Months after a member of a prominent D.C. real estate family was forced to shut down his company, he has admitted to defrauding investors out of tens of millions of dollars.

Todd Hitt pleaded guilty to a charge of securities fraud Wednesday, the U.S. Attorney's Office in the Eastern District of Virginia announced. Hitt founded Kiddar Capital, a Falls Church-based asset manager that once claimed to manage more than $1.4B. Department of Justice and Securities and Exchange Commission investigations found the firm managed between $1.6M and $27M.

Hitt, a member of the family that founded and controls Hitt Contracting, could be sentenced to up to 20 years in prison and fined up to $5M. His sentencing hearing is set for June.
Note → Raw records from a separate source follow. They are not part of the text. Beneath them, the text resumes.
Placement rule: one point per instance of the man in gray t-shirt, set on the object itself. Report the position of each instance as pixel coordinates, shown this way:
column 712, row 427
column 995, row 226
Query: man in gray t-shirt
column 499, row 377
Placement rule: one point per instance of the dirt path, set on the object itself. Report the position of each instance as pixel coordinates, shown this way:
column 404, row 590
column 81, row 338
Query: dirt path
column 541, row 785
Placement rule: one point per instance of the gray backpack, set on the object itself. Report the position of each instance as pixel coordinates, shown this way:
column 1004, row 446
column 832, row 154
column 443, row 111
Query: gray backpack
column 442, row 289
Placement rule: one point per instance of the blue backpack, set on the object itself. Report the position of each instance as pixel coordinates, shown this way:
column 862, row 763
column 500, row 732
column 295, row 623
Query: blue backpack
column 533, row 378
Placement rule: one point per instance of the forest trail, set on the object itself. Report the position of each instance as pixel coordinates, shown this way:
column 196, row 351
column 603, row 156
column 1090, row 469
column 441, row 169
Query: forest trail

The U.S. Attorney said Hitt's investors suffered losses of $20M on the $30M in equity he raised for a variety of real estate deals.

In October, Hitt surrendered to the FBI after being charged with defrauding his investors on a handful of real estate projects, most notably an office development in Herndon, Virginia. While he raised $17M from investors to develop a five-story building in the Northern Virginia suburb, he lied about the amount of equity his firm had placed in the deal, and commingled funds from other investments in a Ponzi-like scheme, federal prosectors said.

The scheme lasted from 2014 to 2018, and the investigations began after two Kiddar Capital employees blew the whistle on Hitt's activities, officials said. 

In addition to the Herndon deal, the SEC detailed two unrelated ventures in which Hitt improperly used investor funds. It said he raised at least $4.5M from at least 15 investors to finance the construction of 11 homes, mostly in Northern Virginia. It found Hitt commingled the investors’ money with unrelated investments without their knowledge and misappropriated a significant portion of the investments for personal expenditures.   

U.S. District Judge Leonie M. Brinkema accepted the plea deal in federal court in Alexandria. The case was prosecuted and investigated by U.S. Attorney G. Zachary Terwilliger and FBI Washington Field Office Special Agent-in-Charge Matthew DeSarno.